As the second third begins, the earthiness ramps up to become even with the oak while the creaminess and citrus note are in the background. At a half inch in, the cream drops from the profile and it is now oak and earth up front with some citrus in the background. The retrohale has also lost the cream and it is earth with a slight bit of the citrus note. At an inch in, some of the cream rejoins the profile. At an inch and a half, the cream increases a bit more as the citrus note is now very faint. As the third comes to a close, the retrohale has gained the cream back and is primarily earthiness with a slight bit of the citrus note. The strength in this third was slightly above medium.
Not a whole lot has changed since the beginning third. The profile is still a medium bodied and strength delivery of light black pepper, hay, dry nuts and aged cigar. The only changes are the earth bitterness, which now has the effect of tannins especially noticeable on the edges of my tongue and an introduction of dry red chili heat lingering on the palate.
As the final third begins, the earthiness has taken the lead over the oak. The cream is still present, but the citrus note is now hard to find. At a half inch in, the cream and citrus have completely left the profile and the earth is still up front with the oak not far behind. At an inch in, the citrus comes back as a decent spicy note to mix with the earth and wood. This is how the cigar finishes out. The strength in this third remained at slightly above medium.
The last third stays its course. Profile still is soft black pepper, hay, dry nuts and aged cedar with a finish providing dry red chili heat and tannins on the palate. Strength and body shows no changes as it is still medium.
If you were driving through my neighborhood, you’d be hard pressed not to think I was burning a pile of leaves in my backyard with the amount of smoke this cigar produced. The burn line was a bit wavy throughout but never needed any attention. The ash held on in inch and a quarter increments.
Burn performance was nothing short of perfection. Tight ashes, cool and slow burn, insane smoke production and fairly even burn with no use for re-lights or touch-ups.

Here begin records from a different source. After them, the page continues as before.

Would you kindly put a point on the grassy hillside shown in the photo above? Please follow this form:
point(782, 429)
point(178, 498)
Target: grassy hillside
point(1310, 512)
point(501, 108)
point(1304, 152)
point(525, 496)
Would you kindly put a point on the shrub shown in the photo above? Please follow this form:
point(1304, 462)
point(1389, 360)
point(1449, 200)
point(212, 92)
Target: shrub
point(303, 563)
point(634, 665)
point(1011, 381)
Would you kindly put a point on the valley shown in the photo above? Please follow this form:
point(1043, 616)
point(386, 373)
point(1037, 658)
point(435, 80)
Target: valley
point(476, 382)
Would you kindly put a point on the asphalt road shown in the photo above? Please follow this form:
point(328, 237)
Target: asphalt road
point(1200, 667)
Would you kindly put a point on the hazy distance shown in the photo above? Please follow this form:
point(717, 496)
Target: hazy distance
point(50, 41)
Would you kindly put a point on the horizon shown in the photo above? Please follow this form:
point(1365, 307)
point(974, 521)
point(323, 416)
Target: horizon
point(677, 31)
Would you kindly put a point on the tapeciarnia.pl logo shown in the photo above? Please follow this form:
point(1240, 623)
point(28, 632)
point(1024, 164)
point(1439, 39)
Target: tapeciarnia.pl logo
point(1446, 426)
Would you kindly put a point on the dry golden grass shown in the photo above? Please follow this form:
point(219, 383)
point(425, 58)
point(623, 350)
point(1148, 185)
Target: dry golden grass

The draw was perfect with just the right amount of resistance that I prefer.
I think this cigar is going to be a bit polarizing with some people really liking it and others not liking it, but not sure many people will fall in the middle. I fall on the side of really liking it. The flavor profile is quite interesting with the wood notes and heavy earthiness along with the unique citrus note. Construction was excellent and this cigar just poured out smoke. The FSG tobacco project is very interesting and with smoking this cigar, and other vitolas, has me very interested in trying some of the other brands/lines that use this tobacco. I highly recommend getting one to see if the flavors are ones you enjoy as it may open up a new range of cigars for you to try.
Striking the perfect balance between air flow and resistance, the draw was top notch.
I find the Drew Estate FSG Toro to be on the less bolder side of Drew Estate. The flavors held together well giving namely a non-spice forward delivery of flavors on the mouth draws with a nice layered dry red chili heat and tannins to wrap up on the finish. I’m unsure how the Florida grown corojo adds to the profile (perhaps the spiced finished), but I’m not too concerned about it as the overall presented flavor delivery worked well.